Jesus viu: a humanidade olhada por Jesus (Lc 22,61)
O Evangelho segundo Lucas é a primeira parte de uma obra em dois volumes, seguida pelo livro dos Atos dos Apóstolos (Lc 1,1-4; At 1,1-2). Atribui-se a autoria dessa obra a Lucas, “o querido médico” e colaborador de Paulo (Cl 4,14; Fm 24; 2Tm 4,11). Escrito por volta da década de 80 d.C., o texto se destina às igrejas do mundo greco-romano. Lucas narra a história teológica em três épocas: a promessa (AT) (Lc 1,35), o cumprimento em Jesus (NT) (Lc 4,21) e o anúncio pela Igreja (At 1,1-2), todas vividas sob a ação do Espírito Santo. Desse modo, a narrativa revela Cristo como o Messias misericordioso que traz salvação e proclama o “ano da graça do Senhor” (Lc 4,16-21).
A ação divina é expressa pelos termos “misericórdia” e “compaixão” que, em hebraico, podem significar: amor materno profundo, amor fiel e graça divina.

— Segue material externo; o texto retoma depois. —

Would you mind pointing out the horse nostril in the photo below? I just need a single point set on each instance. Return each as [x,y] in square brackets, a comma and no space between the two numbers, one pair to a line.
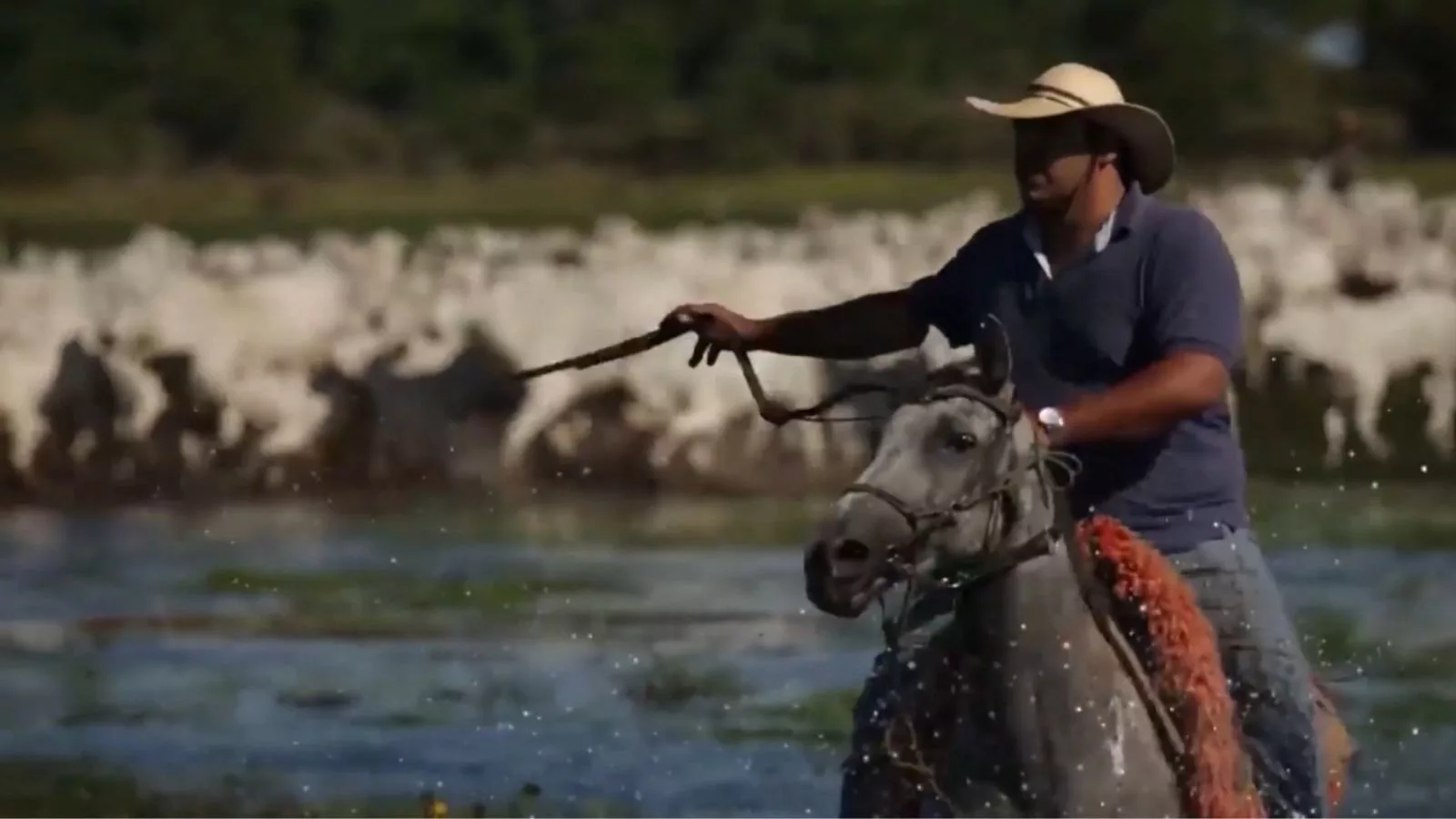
[852,551]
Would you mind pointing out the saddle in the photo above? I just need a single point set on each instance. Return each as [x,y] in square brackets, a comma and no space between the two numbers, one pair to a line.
[1150,618]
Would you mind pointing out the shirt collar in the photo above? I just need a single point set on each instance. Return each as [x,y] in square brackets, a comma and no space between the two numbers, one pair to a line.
[1121,219]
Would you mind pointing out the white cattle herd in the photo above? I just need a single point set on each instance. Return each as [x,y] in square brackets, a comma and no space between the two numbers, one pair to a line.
[162,361]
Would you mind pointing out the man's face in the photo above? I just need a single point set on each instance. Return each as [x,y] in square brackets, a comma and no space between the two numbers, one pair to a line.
[1053,157]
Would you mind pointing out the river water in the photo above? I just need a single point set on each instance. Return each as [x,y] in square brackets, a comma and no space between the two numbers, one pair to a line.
[650,656]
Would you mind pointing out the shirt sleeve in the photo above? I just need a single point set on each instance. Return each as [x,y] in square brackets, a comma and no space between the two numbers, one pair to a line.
[1194,300]
[948,299]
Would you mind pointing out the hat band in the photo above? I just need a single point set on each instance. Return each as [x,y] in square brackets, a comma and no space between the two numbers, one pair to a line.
[1057,95]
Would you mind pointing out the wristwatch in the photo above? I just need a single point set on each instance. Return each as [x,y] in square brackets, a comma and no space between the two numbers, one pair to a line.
[1050,419]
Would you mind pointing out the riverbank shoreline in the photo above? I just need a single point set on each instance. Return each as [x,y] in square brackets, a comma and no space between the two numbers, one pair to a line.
[101,212]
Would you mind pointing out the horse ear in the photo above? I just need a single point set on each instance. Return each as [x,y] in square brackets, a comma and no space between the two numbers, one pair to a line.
[994,354]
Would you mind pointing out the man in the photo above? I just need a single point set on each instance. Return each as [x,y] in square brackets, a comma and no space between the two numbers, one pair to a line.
[1343,157]
[1125,319]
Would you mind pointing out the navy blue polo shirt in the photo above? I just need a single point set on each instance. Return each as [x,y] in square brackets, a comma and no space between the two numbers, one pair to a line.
[1159,280]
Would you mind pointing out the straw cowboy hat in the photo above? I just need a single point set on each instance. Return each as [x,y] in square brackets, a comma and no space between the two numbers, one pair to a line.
[1069,87]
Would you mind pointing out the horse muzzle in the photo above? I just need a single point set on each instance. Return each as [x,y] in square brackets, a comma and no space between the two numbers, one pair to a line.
[842,577]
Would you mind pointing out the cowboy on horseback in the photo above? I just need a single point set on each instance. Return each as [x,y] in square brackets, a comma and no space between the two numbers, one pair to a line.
[1125,317]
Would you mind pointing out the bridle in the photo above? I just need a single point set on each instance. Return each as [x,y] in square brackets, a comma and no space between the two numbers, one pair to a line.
[995,487]
[994,561]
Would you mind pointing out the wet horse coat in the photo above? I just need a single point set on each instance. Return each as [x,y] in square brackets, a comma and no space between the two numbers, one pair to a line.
[1016,695]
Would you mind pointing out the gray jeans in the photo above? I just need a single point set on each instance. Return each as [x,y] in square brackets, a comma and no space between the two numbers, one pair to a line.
[1269,680]
[1269,676]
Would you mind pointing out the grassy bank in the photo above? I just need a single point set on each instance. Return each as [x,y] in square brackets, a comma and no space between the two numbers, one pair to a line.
[226,206]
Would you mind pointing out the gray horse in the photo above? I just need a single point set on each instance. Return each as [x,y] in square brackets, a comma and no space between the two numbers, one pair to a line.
[1004,693]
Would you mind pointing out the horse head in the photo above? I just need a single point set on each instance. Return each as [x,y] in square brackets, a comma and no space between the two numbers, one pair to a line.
[956,477]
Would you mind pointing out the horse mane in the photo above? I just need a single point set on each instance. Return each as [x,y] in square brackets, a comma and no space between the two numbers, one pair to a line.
[1181,653]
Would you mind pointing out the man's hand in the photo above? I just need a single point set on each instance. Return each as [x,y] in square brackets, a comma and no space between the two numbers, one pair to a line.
[718,329]
[1037,429]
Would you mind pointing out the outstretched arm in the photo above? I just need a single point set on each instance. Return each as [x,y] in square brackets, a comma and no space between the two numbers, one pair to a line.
[859,329]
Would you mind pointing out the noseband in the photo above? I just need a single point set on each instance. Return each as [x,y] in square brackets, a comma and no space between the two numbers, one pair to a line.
[997,490]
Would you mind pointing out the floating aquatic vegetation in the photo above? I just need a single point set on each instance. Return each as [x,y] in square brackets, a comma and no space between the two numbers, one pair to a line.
[86,787]
[670,683]
[820,722]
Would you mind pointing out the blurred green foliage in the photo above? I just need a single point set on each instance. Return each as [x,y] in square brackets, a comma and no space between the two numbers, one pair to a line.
[655,86]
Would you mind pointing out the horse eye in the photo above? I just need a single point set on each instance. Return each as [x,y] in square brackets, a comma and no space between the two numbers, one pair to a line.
[961,442]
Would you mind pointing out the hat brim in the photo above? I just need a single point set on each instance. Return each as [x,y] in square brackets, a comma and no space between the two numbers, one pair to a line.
[1148,136]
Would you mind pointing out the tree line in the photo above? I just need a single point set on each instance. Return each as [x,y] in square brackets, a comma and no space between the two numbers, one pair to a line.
[339,86]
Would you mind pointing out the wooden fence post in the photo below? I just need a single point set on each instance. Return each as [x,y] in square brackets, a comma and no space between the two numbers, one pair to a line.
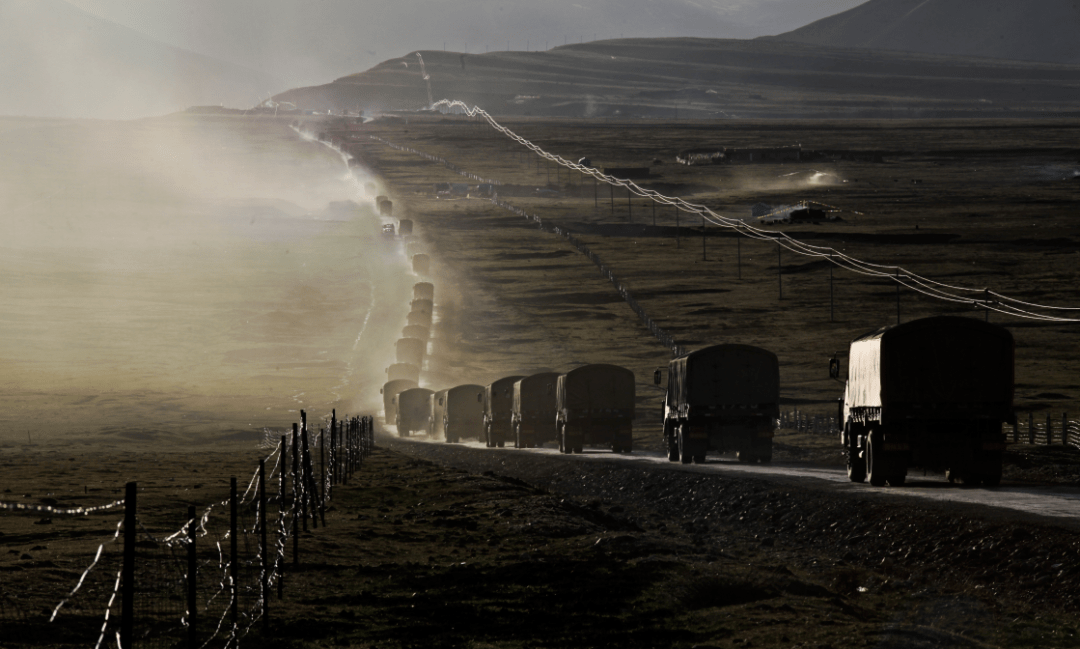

Em grego, denota o sentimento de misericórdia ou a sua manifestação.
A palavra “coração”, em grego, significa “agir com compaixão” ou “agir com misericórdia”. Os evangelistas Marcos e Mateus o usam apenas para Jesus, refletindo seu sentimento messiânico. Lucas o emprega três vezes em contextos de perigo de vida, destacando, assim, que a compaixão demanda ações concretas para restaurar a vida alheia. Em todas essas passagens, o verbo “ver” precede a compaixão: Jesus vê a viúva de Naim (7,13), o samaritano vê o homem ferido (10,33) e o pai vê o filho pródigo (15,20), sendo movidos de compaixão.
Em Lucas, a alegria é forte expressão resultante da ação misericordiosa de Deus em favor de seu povo, principalmente quando alguém se deixa encontrar por Deus e celebra a festa da salvação, tal como cantado por Simeão: “Porque meus olhos viram a tua salvação” (2,29). Além da alegria resultante da conversão, é importante entender que Jesus salva do pecado (7,50), do maligno (8,36) e da morte (8,50), cumprindo sua missão de “buscar e salvar o que estava perdido” (19,10). Essa salvação, que é um dom, implica também um compromisso de vida pelas exigências do seguimento de Jesus, a renúncia “a tudo o que se possui” (14,33) e o tomar a cruz de cada dia (9,23).
(9ª parte da sequência de reflexões sobre o tema “A Dignidade Humana sob o olhar de Deus”).